Open Access to Research Data
The University Library offers guidance on various aspects of research data handling and data management planning.
Research data is a core part of the value creation at universities. Promoting open access to research data is a strategy to make full use of their potential and thereby maximise the impact of research activities in a digital society.
The University Libary provides guidance on various aspects of research data handling and data management planning, please do not hesitate to contact us.
WHY should you make your research data open?
Open Access to research data increases the impact and transparency of research activities. It ensures that the full potential of a research project is utilized and can lay basis for further research, with appropriate crediting of the data creators. Therefore, practices to support good data handling and open access to research data have been made a requirement by funding bodies, such as the Norwegian Research Council and Horizon2020/Horizon Europe. In alignment with the National strategy on access and sharing of research data, open access to research data is part of The University of Bergen Policy for Open Science. Furthermore, many publishers require authors to make the datasets underlying the findings described in their publications available and thereby ensure reproducible research.
"More open access to, and wider reuse of, research data promotes scientific advancement in that it equips individual researchers with a larger pool of data, facilitates replication and quality assurance of previous research findings, and prevents re-funding of the same type of data collection multiple times."

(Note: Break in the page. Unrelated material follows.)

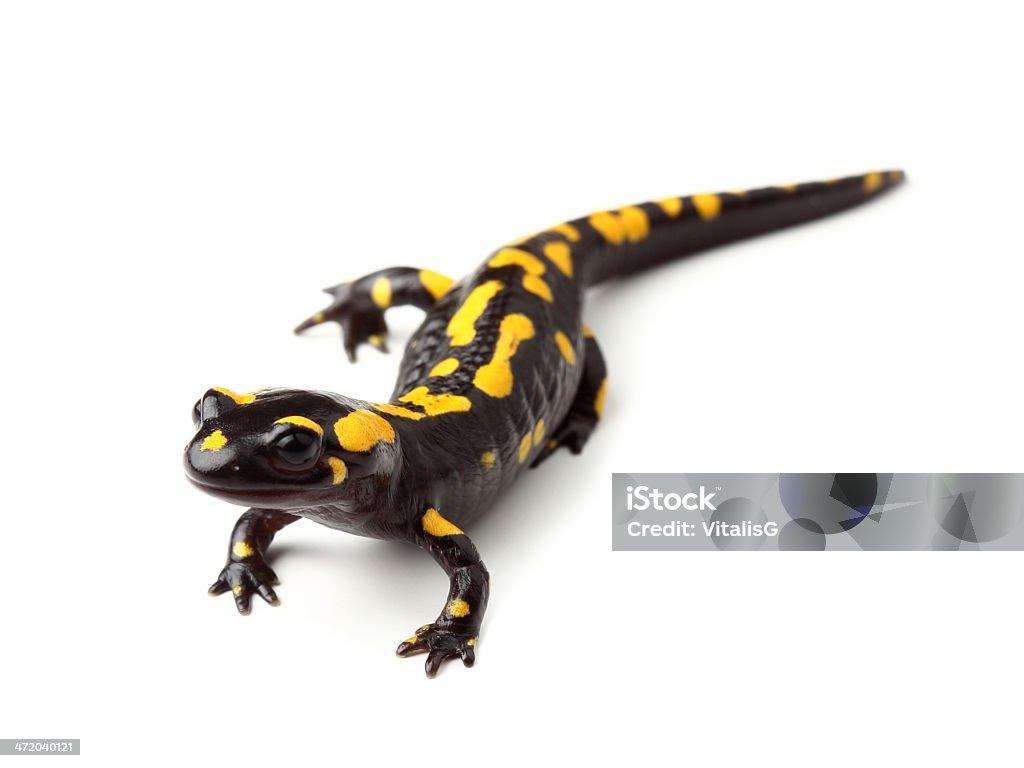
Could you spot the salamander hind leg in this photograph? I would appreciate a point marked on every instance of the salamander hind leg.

From National strategy on access and sharing of research data
Open access to research data increases the impact
Open access to research data comes with advantages for both researchers and policy makers:
- Articles that link to research data are cited more often
- Interlinking data and publications increases the visibility of researchers
- Data publications can make data available and citable that is not linked with a publication
- Data or analysis tools can inspire new research and create opportunities for collaborations
- Transparency supports research integrity and reproducibility
- Available results allow involvement of citizens and society
- Fewer resources spent on result duplication, thus greater efficiancy for funding bodies
- Building on results can lead to acceleration of the research process, faster innovation
Piwowar et al., 2013: Data reuse and the open data citation advantage
Cristensen et al., 2019: A study of the impact of data sharing on article citations using journal policies as a natural experiment
Colavizza et al., 2020: The citation advantage of linking publications to research data
McKiernan et al., 2016: How open science helps researchers succeed
Allen et al., 2019: Open science challenges, benefits and tips in early career and beyond
Burgelman et al., 2019: Open Science, Open Data, and Open Scholarship: European Policies to Make Science Fit for the Twenty-First Century
Open access to research data is a requirement
A collection of relevant policies, guidelines, documents, and links.
- Research data must be as open as possible, as closed as necessary
- Research data should be managed and curated to take full advantage of their potential
- Decisions concerning archiving and data management must be taken within the research community
- Research data should be managed and curated to take full advantage of their potential
- All research projects lead by researchers at UiB will have a data management plan
- Students and PhD candidates are encouraged to make their research data available when submitting their master or PhD theses
Norwegian Research Council (2017)
- Research data must be stored/archived in a safe and secure manner
- Research data must be made accesible for reuse
- Reserach data should be made accessible at an early stage [latest at publication]
- Research data must be accompanied by standardized metadata
- Research dataprovided with a license for access, reuse, and redistribution
- Research data should be made accessible at the lowest possible cost [preferable at no charge]
- The management of research data must be described in a data management plan [DMP must be delivered in connection with the revised grant application]
- DMP should comply with Science Europe Guidelines
Horizon 2020 (2016)
- "Data Management Plans (DMPs) are a key element of good data management. A DMP describes the data management life cycle for the data to be collected, processed and/or generated by a Horizon 2020 project."
- The Open Research Data Pilot (ORDP) was extended to all thematic areas of Horizon 2020 in the 2017 Work Programme. Opting out is possible.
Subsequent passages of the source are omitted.